Currently, the product structure of overseas markets is gradually shifting from a single product to a base station type intelligent navigation system, so there is still a lot of room for price growth, which is similar to the development period of the Chinese market in 2017-2022.

In short, whoever seizes more market share in overseas markets, especially in the high-end sector, has better growth expectations, and the valuation given by the capital market is likely to be higher.

In 2022, Stone Technology launched the S7 Max V series in overseas markets. Its all-purpose base station product sold for 1,399 US dollars, making it the company's first overseas product priced at over 1,000 US dollars. In 2023, the S8 product was launched again, and its North American revenue in the first half of the year increased by nearly 60% year over year.

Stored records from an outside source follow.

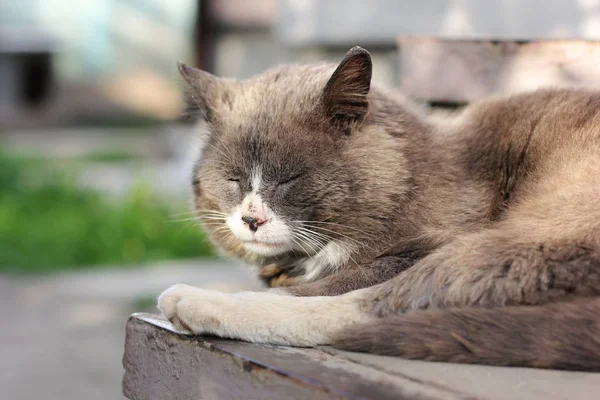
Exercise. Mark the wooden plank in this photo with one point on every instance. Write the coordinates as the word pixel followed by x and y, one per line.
pixel 461 71
pixel 161 364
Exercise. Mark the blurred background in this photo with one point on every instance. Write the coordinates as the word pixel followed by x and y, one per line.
pixel 95 159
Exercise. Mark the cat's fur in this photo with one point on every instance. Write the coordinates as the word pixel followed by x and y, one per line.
pixel 480 232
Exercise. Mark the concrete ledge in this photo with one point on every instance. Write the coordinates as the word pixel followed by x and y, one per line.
pixel 162 364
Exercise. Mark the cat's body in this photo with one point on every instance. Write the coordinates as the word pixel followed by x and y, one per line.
pixel 493 213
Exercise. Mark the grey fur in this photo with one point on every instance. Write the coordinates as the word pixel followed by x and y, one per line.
pixel 495 206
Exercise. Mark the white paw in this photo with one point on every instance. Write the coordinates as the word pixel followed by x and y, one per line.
pixel 259 317
pixel 191 310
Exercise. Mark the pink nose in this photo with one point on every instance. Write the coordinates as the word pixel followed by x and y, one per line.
pixel 253 222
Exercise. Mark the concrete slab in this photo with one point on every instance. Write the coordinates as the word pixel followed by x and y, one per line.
pixel 163 364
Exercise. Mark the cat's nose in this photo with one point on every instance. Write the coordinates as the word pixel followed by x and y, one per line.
pixel 253 222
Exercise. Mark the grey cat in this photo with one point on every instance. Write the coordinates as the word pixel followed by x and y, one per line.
pixel 474 238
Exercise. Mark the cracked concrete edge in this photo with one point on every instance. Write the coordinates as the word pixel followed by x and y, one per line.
pixel 161 363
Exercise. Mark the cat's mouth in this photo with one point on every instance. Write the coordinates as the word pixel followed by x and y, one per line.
pixel 266 248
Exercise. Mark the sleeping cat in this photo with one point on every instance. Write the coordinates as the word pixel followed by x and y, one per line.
pixel 469 239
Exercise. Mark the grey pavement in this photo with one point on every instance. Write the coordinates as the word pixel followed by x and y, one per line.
pixel 62 336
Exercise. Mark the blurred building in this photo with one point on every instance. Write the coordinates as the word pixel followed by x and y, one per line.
pixel 64 61
pixel 68 62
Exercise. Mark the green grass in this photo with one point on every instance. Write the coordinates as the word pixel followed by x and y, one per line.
pixel 49 223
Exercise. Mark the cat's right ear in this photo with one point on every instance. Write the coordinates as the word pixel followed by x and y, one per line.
pixel 202 87
pixel 345 94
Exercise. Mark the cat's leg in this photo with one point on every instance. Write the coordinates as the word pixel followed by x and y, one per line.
pixel 491 268
pixel 264 317
pixel 495 267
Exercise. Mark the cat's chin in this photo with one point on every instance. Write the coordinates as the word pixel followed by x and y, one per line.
pixel 266 249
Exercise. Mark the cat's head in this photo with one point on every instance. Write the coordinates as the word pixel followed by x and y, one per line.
pixel 275 175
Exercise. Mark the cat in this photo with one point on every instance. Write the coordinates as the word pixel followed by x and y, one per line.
pixel 473 238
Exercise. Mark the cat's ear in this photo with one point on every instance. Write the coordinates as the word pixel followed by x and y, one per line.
pixel 202 90
pixel 345 94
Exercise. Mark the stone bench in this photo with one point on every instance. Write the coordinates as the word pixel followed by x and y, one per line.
pixel 161 364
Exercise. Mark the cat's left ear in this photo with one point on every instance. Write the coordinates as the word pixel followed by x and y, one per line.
pixel 345 95
pixel 203 89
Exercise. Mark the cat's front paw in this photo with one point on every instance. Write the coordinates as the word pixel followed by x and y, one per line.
pixel 190 310
pixel 275 276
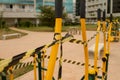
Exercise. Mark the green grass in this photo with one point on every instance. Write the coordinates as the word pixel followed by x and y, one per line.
pixel 50 29
pixel 9 31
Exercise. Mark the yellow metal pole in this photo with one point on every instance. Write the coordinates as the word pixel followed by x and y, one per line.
pixel 83 28
pixel 96 49
pixel 35 75
pixel 97 42
pixel 109 35
pixel 105 51
pixel 11 75
pixel 54 51
pixel 43 65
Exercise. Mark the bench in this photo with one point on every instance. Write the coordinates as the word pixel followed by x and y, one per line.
pixel 91 50
pixel 9 35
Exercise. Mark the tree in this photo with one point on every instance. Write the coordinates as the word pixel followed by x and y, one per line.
pixel 47 16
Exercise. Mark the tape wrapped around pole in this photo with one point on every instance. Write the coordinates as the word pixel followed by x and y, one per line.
pixel 58 8
pixel 104 15
pixel 82 8
pixel 99 14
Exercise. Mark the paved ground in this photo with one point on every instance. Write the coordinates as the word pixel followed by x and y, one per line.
pixel 71 51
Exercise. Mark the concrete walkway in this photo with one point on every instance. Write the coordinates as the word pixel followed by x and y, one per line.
pixel 9 48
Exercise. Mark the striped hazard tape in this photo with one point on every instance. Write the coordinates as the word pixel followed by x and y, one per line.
pixel 16 67
pixel 71 61
pixel 5 64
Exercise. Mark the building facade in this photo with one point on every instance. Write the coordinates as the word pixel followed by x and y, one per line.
pixel 13 11
pixel 110 6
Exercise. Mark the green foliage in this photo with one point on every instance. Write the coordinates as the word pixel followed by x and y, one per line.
pixel 47 16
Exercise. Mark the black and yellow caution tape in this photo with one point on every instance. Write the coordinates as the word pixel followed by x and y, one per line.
pixel 71 62
pixel 5 64
pixel 16 67
pixel 83 42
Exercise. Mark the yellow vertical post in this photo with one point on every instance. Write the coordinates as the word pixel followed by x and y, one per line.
pixel 43 65
pixel 11 75
pixel 35 75
pixel 54 51
pixel 105 51
pixel 83 28
pixel 97 42
pixel 96 49
pixel 109 35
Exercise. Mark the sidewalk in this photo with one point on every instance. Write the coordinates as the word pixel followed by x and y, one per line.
pixel 71 51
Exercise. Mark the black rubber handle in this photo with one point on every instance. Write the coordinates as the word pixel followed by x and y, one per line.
pixel 82 8
pixel 104 15
pixel 58 8
pixel 99 14
pixel 111 17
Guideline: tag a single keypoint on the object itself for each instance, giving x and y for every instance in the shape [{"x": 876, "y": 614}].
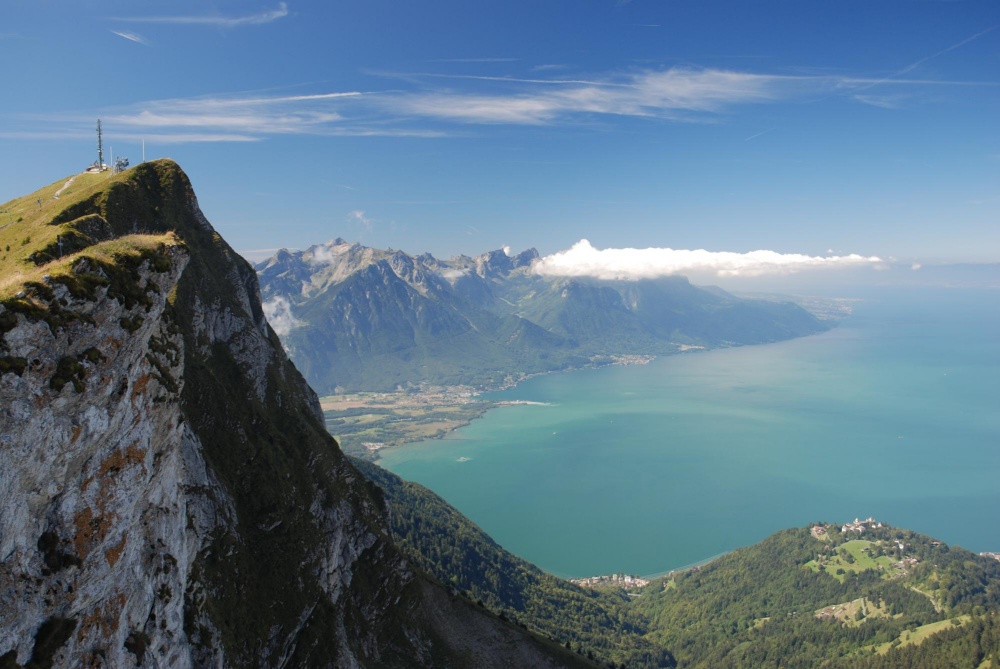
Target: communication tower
[{"x": 100, "y": 147}]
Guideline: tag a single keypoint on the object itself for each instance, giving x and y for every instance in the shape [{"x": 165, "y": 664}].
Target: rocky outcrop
[{"x": 169, "y": 494}]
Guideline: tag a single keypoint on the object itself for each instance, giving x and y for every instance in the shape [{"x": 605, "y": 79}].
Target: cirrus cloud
[{"x": 583, "y": 260}]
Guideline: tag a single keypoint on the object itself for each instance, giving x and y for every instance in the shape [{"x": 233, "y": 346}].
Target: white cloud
[
  {"x": 671, "y": 93},
  {"x": 220, "y": 21},
  {"x": 278, "y": 312},
  {"x": 133, "y": 37},
  {"x": 583, "y": 260},
  {"x": 358, "y": 216}
]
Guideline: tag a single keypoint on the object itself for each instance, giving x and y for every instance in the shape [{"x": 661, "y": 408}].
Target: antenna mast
[{"x": 100, "y": 148}]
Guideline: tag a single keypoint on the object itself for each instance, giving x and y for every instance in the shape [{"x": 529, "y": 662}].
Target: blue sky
[{"x": 456, "y": 127}]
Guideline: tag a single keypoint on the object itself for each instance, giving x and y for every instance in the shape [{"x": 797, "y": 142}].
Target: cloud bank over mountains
[{"x": 583, "y": 260}]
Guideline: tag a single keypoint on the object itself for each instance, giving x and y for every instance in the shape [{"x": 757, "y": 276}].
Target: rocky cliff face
[{"x": 169, "y": 496}]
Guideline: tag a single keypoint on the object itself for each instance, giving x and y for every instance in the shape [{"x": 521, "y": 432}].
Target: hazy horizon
[{"x": 797, "y": 130}]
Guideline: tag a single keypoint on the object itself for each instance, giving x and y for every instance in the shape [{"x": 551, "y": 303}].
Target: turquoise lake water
[{"x": 894, "y": 414}]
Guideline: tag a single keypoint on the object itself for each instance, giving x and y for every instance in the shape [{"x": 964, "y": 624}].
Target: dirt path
[{"x": 65, "y": 186}]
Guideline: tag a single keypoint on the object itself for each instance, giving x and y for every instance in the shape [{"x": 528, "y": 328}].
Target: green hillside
[{"x": 884, "y": 597}]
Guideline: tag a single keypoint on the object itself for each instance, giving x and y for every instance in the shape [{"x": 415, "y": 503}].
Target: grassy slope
[
  {"x": 761, "y": 606},
  {"x": 271, "y": 454},
  {"x": 454, "y": 550}
]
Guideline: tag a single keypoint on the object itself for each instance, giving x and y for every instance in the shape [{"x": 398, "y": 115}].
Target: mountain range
[
  {"x": 169, "y": 494},
  {"x": 169, "y": 497},
  {"x": 358, "y": 318}
]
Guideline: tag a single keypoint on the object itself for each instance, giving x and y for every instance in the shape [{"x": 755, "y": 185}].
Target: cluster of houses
[
  {"x": 627, "y": 581},
  {"x": 859, "y": 526}
]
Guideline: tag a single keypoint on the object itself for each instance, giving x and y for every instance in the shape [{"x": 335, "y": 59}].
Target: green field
[
  {"x": 365, "y": 423},
  {"x": 917, "y": 635},
  {"x": 856, "y": 556}
]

Covos also attaches great importance to overseas markets, and its products have covered 145 countries and regions around the world. According to market-related data, Covos Dibao has a market share of over 40% in Australia and Southeast Asia. Covos Window Treasure accounts for 84% of the German market.

The rise of domestic brands such as Stone, Covos, and Pursuit had a huge impact on iRobot. Revenue began to decline sharply, and market share continued to shrink. The gross margin level fell sharply from over 60% to less than 30%, or even lower than gross sales margin. As the financial situation worsened, the market reported that it would sell to Amazon at a price of 1.4 billion US dollars.

Big

04

Local robot vacuum companies in China are facing an internal “volume for price” environment in the domestic environment, and the growth ceiling is not high. However, the overall penetration rate of overseas markets is low, and they are still in the “sharp rise in volume and price” stage, so there are good market prospects.

Stone's stock price has emerged from a different style from domestic and foreign companies. It is mainly due to the good implementation of overseas strategies, which has raised the capital market's expectations for its growth. However, Covos has encountered obvious bottlenecks in the domestic market, and although progress has been made in overseas markets, the pace of development is not fast; it is not enough to make up for the weakness in the domestic sales market, and the valuation level is very low.

Overall, Covos has yet to overcome its growth dilemma and still needs more time to watch. However, as the general environment in the capital market recovers, there is also a potential driving force for restoration in valuation levels. The determining factor for how high the future rebound will be is still the extent to which fundamentals improve.